夜獣-Stairway to the clown-
桜子ちゃんはまだ元気はないけど出てきてくれたところを見ると、時間はかかるけど学校に復帰してくれることだろう。

佐伯邸から出てくると、時間はまだ13時の昼過ぎである。

学校は昼休みも半ばに入ったところかな。

家に帰ったところで特にやることはない。

アキラの様子を見るなんていっても、二回も勝手に部屋に入ればどうなることかわからない。

最近は家と学校の往復で、他の場所に行ってなかったので商店街に行くのもいいかもしれない。

商店街までざっと歩いて15分はかかる。

15分といえど足も遠のくというものだ。

日が落ちるまでは時間があるからのんびり行くことにした。

見慣れた風景を見ながら、商店街へとたどり着く。

足が遠のいていたけど商店街全体が立て替えられるわけでもなく、前に来た時と同じ風景がそこにある。

来てなかったせいか歩いていると懐かしいと思える。

中三の冬から商店街にきていない。

軒並みの店を見ながら、いいものはないかと探りを入れてみる。

物欲がないのか金を使うことがないので、財布の中にはそこそこ入っている。

観察している中で一軒の店が目に留まった。

ネックレスやらブローチやらを扱ってるらしく、ガラスのケースの向こうにそれらが飾られている。
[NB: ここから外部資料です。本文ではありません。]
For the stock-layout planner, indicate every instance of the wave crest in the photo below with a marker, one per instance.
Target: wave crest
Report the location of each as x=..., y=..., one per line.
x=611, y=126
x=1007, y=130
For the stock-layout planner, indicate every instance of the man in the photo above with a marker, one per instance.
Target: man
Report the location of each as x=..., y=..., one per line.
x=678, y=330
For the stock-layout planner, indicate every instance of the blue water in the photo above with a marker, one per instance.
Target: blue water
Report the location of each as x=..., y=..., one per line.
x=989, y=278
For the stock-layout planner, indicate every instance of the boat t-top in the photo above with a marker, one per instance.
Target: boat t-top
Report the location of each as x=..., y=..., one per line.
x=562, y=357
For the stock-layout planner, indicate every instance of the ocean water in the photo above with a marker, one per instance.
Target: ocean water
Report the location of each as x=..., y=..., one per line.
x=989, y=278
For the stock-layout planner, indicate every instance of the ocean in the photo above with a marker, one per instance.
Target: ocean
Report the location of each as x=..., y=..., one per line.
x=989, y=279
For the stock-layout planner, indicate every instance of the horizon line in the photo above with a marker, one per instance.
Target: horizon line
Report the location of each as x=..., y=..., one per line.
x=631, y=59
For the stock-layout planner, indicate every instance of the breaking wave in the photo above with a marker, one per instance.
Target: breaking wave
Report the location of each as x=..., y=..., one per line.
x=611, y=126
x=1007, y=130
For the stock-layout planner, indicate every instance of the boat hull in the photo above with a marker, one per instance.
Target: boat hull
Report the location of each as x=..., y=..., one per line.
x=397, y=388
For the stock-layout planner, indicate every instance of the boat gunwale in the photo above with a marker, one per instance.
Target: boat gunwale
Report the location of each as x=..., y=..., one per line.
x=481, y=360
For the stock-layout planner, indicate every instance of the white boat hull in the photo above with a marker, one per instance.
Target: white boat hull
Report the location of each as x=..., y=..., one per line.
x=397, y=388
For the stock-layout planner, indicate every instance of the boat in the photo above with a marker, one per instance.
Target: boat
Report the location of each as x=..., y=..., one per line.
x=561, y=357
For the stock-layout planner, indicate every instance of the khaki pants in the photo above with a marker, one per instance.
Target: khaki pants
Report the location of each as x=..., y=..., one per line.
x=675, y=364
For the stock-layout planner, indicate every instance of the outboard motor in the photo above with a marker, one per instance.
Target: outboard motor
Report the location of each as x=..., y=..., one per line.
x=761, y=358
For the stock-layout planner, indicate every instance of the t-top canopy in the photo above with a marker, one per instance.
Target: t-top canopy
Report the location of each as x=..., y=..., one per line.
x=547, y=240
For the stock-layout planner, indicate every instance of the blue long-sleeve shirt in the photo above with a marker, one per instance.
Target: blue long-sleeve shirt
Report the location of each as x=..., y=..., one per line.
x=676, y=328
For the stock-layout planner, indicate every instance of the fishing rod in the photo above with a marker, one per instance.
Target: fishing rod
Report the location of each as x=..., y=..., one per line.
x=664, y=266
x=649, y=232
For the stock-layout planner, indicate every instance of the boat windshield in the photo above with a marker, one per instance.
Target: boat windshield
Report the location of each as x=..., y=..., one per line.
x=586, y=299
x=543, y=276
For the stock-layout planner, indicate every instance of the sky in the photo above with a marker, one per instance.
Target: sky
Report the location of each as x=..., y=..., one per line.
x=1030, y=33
センスよく並べられており、目が惹き付けられるのも頷ける。

値段を見ればそこそこするけど、買えないくらい高いわけでもなかった。

夕子にでもプレゼントとして買って行こう思い、店内の中へと入る。

中は小奇麗で広々とした空間がそこにある。

商店街にこんな場所があること自体珍しいような気がしてくる。

いらっしゃいませという静かな声が耳に入ってくる。

カウンターへ歩いていくとショーケースがあり、店の外にある分よりも倍以上の数がある。

「すげえ」

驚くしか出来ず、圧倒されるものばかりだ。

「何をお探しですか?」

「まだ決めてないんですけど」

「そうですか、お決まりでしたらおよび下さい」

ニコリと女子店員が笑顔を作って会釈する。